IRVINE — Two concurrent lawsuits were filed Wednesday in Estill and Robertson counties by people who say the counties failed to provide basic, humane conditions for stray dogs and cats at local shelters.

According to the lawsuits, both filed in circuit courts, the animals who are cared for in the facilities live in filthy conditions that violate the state's Humane Shelter Law.

The plaintiffs are seeking restraining orders to keep the counties from violating the shelter law and temporary and permanent injunctions to ensure compliance.

The Estill County suit was filed by Angelika Kasey, a Louisville resident who has worked with the Estill County Animal Shelter.

Kasey says in her lawsuit that the Estill shelter is inadequate for the stray dogs and cats that rescuers collect from Estill, Jackson, Lee, Owsley and Wolfe counties.

“The County provides virtually no support for the animals who are housed in the Facility, despite its statutory duty to do so,” the lawsuit states.

In 2007, the shelter took in 2,100 dogs and 500 cats, according to the lawsuit. The lawsuit says 66 dogs and 16 cats were euthanized on a single day that same year.

Estill County officials acknowledged that there are some problems in the county's shelter, but deny that the animals live in the squalor described in the lawsuit.

“I think for a small, rural county we have a pretty darn good animal shelter,” said Estill County Judge-Executive Wallace Taylor, who is listed as a defendant in the suit along with fiscal court magistrates Greg Hall, Darrell Johnson and Gerald Rader.

The second suit was filed by Robertson County resident Toni Penrod. Her suit names as defendants several county officials, including Judge-Executive Billy Allison and magistrates Melvin Dee Whitaker, David Conley, Larry Jones, Diana Poe and Terry Cracraft.

Penrod said in a news release from the non-profit Animal Legal Defense Fund that the Mount Olivet shelter in Roberston County is “a primitive wooden shack where dogs endure searing heat in summer and freezing temperatures in the winter and lie amidst their own excrement on dirt floors that flood during rainstorms.”

The lawsuit says “the wooden shack” which is used as a shelter does not meet the standards set by the Kentucky Legislature when it adopted the Humane Shelter Law. It also says very few dogs are adopted in the county because the “shack” is inaccessible and the facility hours are not clearly known to the public.

Robertson County officials did not return calls for comment.

Both Kasey and Penrod are represented by Katie Brophy, a Louisville attorney who works with the defense fund.

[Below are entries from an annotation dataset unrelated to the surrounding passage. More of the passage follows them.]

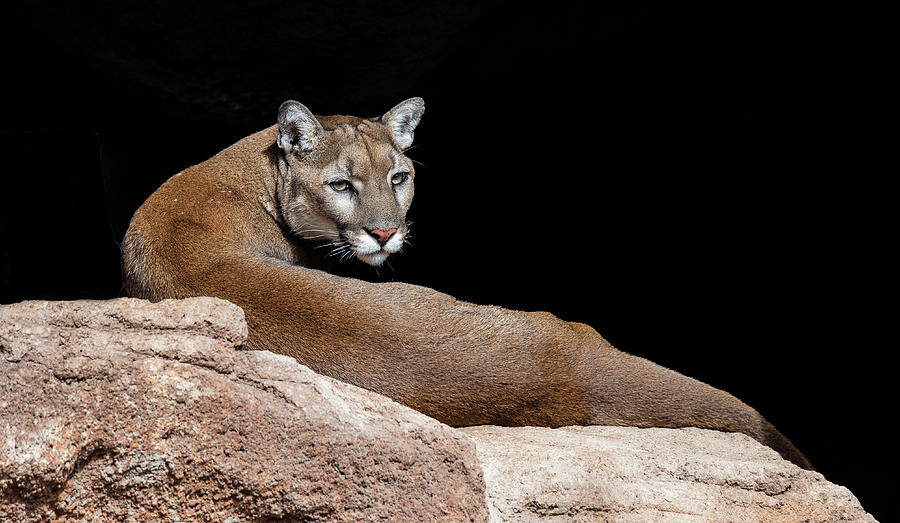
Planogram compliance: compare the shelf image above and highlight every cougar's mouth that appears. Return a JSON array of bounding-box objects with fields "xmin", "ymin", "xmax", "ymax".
[{"xmin": 330, "ymin": 228, "xmax": 406, "ymax": 267}]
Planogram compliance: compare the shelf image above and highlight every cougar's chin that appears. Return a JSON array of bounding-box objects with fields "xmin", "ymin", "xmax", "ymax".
[{"xmin": 356, "ymin": 251, "xmax": 391, "ymax": 267}]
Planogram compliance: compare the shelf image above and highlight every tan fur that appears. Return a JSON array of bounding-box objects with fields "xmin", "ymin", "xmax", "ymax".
[{"xmin": 124, "ymin": 98, "xmax": 810, "ymax": 468}]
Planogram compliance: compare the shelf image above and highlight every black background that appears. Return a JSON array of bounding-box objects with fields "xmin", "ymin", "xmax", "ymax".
[{"xmin": 0, "ymin": 1, "xmax": 900, "ymax": 521}]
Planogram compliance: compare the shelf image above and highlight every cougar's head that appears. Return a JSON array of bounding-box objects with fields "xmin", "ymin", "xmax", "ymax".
[{"xmin": 277, "ymin": 98, "xmax": 425, "ymax": 266}]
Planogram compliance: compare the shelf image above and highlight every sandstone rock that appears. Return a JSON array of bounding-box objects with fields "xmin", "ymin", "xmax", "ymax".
[
  {"xmin": 0, "ymin": 298, "xmax": 487, "ymax": 521},
  {"xmin": 462, "ymin": 427, "xmax": 874, "ymax": 522}
]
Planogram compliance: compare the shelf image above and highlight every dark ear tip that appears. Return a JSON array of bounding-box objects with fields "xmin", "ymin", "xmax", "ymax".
[{"xmin": 278, "ymin": 100, "xmax": 302, "ymax": 114}]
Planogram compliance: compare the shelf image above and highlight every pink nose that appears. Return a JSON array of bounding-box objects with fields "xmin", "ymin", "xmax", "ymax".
[{"xmin": 367, "ymin": 227, "xmax": 397, "ymax": 245}]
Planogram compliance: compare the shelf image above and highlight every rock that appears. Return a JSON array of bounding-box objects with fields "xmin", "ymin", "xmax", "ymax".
[
  {"xmin": 0, "ymin": 298, "xmax": 487, "ymax": 521},
  {"xmin": 462, "ymin": 427, "xmax": 875, "ymax": 522},
  {"xmin": 0, "ymin": 298, "xmax": 874, "ymax": 522}
]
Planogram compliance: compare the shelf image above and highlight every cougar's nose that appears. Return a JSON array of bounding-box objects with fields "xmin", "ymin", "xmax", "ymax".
[{"xmin": 366, "ymin": 227, "xmax": 397, "ymax": 245}]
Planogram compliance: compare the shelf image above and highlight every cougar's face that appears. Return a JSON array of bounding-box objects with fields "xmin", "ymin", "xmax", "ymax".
[{"xmin": 284, "ymin": 118, "xmax": 415, "ymax": 266}]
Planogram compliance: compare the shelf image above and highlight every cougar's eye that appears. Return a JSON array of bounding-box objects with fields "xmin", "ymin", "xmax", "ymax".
[
  {"xmin": 328, "ymin": 180, "xmax": 350, "ymax": 192},
  {"xmin": 391, "ymin": 173, "xmax": 409, "ymax": 185}
]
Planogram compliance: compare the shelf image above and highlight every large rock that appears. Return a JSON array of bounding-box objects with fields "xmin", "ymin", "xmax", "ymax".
[
  {"xmin": 462, "ymin": 427, "xmax": 874, "ymax": 522},
  {"xmin": 0, "ymin": 298, "xmax": 487, "ymax": 521},
  {"xmin": 0, "ymin": 298, "xmax": 873, "ymax": 522}
]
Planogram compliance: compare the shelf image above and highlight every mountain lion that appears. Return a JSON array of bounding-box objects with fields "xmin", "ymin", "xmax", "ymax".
[{"xmin": 123, "ymin": 98, "xmax": 811, "ymax": 468}]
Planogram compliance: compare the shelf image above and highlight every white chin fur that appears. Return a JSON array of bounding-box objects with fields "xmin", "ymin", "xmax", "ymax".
[{"xmin": 356, "ymin": 251, "xmax": 391, "ymax": 267}]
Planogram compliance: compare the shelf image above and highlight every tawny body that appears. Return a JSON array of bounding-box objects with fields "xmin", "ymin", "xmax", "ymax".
[{"xmin": 123, "ymin": 99, "xmax": 810, "ymax": 468}]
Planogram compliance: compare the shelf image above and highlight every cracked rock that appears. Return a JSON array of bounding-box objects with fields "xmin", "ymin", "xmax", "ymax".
[
  {"xmin": 0, "ymin": 298, "xmax": 487, "ymax": 521},
  {"xmin": 462, "ymin": 427, "xmax": 875, "ymax": 522}
]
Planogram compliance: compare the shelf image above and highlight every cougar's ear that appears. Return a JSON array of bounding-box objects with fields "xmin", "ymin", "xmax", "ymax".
[
  {"xmin": 278, "ymin": 100, "xmax": 325, "ymax": 154},
  {"xmin": 381, "ymin": 97, "xmax": 425, "ymax": 149}
]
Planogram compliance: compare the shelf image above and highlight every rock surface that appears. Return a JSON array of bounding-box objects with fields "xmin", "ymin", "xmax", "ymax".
[
  {"xmin": 0, "ymin": 298, "xmax": 487, "ymax": 521},
  {"xmin": 462, "ymin": 427, "xmax": 875, "ymax": 522},
  {"xmin": 0, "ymin": 298, "xmax": 874, "ymax": 522}
]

Kasey and Penrod ask in the lawsuits for the courts to force the counties to comply with their duties to the stray animals under the Humane Shelter Law, which was adopted in 2004 to provide more protection to stray and abandoned companion animals.

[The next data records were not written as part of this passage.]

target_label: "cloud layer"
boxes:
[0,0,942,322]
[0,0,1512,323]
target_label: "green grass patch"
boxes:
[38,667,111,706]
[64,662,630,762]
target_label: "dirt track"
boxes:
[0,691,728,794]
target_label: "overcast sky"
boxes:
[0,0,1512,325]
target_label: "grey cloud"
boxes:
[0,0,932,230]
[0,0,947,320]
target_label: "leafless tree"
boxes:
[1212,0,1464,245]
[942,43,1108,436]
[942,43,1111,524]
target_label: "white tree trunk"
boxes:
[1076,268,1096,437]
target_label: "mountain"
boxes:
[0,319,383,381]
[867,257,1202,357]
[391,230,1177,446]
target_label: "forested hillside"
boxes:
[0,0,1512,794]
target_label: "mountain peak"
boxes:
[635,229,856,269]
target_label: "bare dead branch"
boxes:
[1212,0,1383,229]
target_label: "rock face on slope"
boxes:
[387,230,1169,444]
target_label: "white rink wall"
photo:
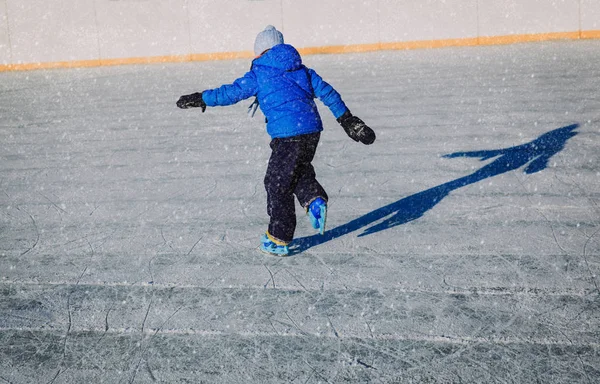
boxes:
[0,0,600,70]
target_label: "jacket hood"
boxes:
[252,44,302,71]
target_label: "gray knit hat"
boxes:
[254,25,283,56]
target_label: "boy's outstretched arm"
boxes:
[308,69,375,145]
[177,72,258,112]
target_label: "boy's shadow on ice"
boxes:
[290,124,579,254]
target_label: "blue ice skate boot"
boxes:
[307,197,327,235]
[260,233,290,256]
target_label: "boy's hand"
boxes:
[337,111,375,145]
[177,92,206,113]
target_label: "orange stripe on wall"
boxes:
[0,30,600,72]
[478,32,580,45]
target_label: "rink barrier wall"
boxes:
[0,30,600,72]
[0,0,600,71]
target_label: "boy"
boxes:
[177,25,375,256]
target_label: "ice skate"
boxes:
[260,233,290,256]
[307,197,327,235]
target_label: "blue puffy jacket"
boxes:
[202,44,347,138]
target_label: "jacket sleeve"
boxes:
[202,71,258,107]
[308,69,348,119]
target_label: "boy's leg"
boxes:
[294,133,328,209]
[265,137,301,243]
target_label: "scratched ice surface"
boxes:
[0,41,600,384]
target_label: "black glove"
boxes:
[337,111,375,145]
[177,92,206,113]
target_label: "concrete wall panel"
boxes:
[0,0,600,70]
[6,0,98,63]
[189,0,285,53]
[479,0,579,36]
[283,0,379,47]
[380,0,477,43]
[94,0,190,59]
[581,0,600,31]
[0,0,12,65]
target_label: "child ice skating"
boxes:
[177,26,375,256]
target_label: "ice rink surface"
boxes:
[0,41,600,384]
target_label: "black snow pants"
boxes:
[265,132,328,243]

In her suit, Kasey says that the Estill facility is infested with vermin, insects, fleas and ticks. She also says that there are not enough kennels in the inadequately ventilated shelter.

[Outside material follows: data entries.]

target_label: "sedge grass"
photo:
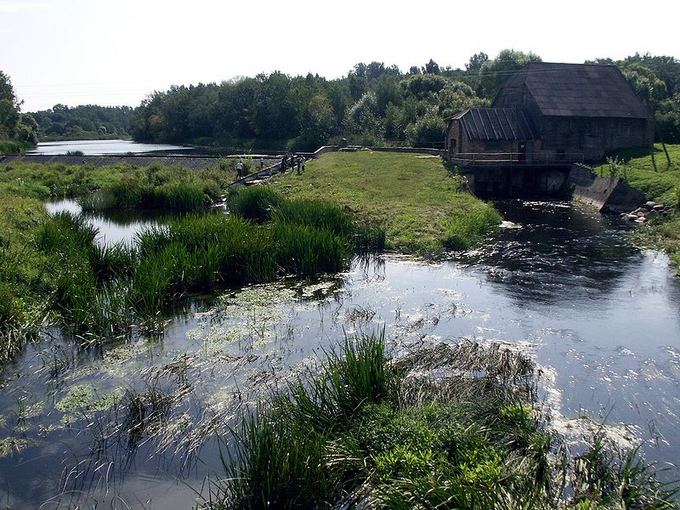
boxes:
[206,335,677,510]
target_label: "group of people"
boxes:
[281,153,306,175]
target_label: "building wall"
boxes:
[446,119,541,162]
[534,115,653,161]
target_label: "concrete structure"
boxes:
[446,63,654,165]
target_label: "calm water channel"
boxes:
[26,140,189,156]
[0,198,680,509]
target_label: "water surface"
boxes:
[0,202,680,509]
[26,140,188,156]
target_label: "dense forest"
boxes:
[9,50,680,150]
[133,50,680,149]
[32,104,134,140]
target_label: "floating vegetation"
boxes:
[54,384,123,419]
[0,437,31,458]
[205,335,678,509]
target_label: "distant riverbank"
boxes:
[26,139,189,156]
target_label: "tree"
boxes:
[423,59,441,74]
[477,50,542,98]
[406,108,446,147]
[0,71,21,138]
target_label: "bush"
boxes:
[228,186,283,221]
[272,222,347,276]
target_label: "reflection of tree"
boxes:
[462,201,638,304]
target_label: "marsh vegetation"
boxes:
[207,334,678,509]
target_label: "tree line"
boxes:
[32,104,135,140]
[0,71,38,154]
[132,50,680,149]
[3,50,680,150]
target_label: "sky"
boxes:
[0,0,680,112]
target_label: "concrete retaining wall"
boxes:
[0,155,221,170]
[568,163,645,212]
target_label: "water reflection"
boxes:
[460,201,641,305]
[0,202,680,509]
[45,200,178,245]
[26,140,188,156]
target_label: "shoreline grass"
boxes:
[0,181,384,359]
[595,144,680,276]
[272,151,501,255]
[210,334,678,509]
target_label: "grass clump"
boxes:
[206,335,676,509]
[273,151,500,254]
[228,186,282,222]
[596,145,680,274]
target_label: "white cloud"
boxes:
[0,0,48,13]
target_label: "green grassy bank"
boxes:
[0,165,384,361]
[596,144,680,274]
[206,336,677,510]
[274,151,501,254]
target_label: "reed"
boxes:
[206,335,678,509]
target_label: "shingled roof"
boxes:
[494,62,649,119]
[453,107,538,141]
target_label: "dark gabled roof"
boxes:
[494,62,649,119]
[453,107,538,141]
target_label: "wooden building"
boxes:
[446,63,654,164]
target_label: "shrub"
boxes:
[442,206,500,250]
[228,186,283,221]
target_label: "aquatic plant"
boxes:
[227,186,282,221]
[272,222,348,276]
[206,335,677,509]
[442,203,501,250]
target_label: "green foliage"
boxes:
[228,186,282,221]
[0,71,38,146]
[32,104,134,140]
[207,335,677,509]
[478,50,541,98]
[442,207,501,250]
[274,151,500,254]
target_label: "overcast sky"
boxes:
[0,0,680,111]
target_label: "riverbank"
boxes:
[273,151,501,255]
[595,144,680,275]
[207,334,677,510]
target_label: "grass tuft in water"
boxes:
[227,186,282,221]
[206,335,677,509]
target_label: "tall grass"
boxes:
[227,186,282,221]
[229,186,385,252]
[80,179,214,211]
[442,206,501,250]
[207,335,677,510]
[272,223,348,276]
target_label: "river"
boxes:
[26,140,190,156]
[0,201,680,509]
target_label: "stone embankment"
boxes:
[621,201,673,223]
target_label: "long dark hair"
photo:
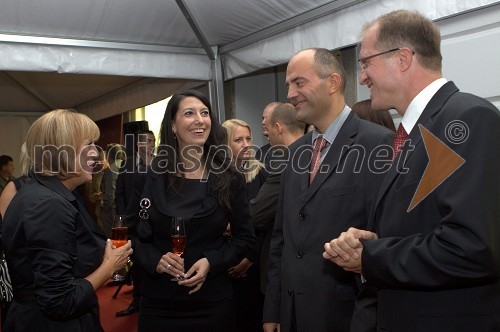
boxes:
[158,90,241,211]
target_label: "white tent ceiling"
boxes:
[0,0,497,119]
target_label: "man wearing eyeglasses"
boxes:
[323,10,500,332]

The lawsuit also states that the county “routinely kills adoptable dogs and cats before the expiration of the statutory five-day holding period.”

Officials close to the shelter deny those claims.

Ellen Frederick, an animal rescuer who has worked with the Estill shelter, said nothing out of line has been done to the animals in the facility. She said any tick and flea infestations come from the animals they bring in that are not well cared for.

There are currently 60 dogs and about 20 cats housed in the Estill shelter, Taylor said.

The shelter was expanded to double its original size about four years ago, he said.

Frederick said the shelter's employees and volunteers do the best job they can.

Filing a lawsuit is “just plain not right,” she said. “I don't know why everybody picks on that poor little place.”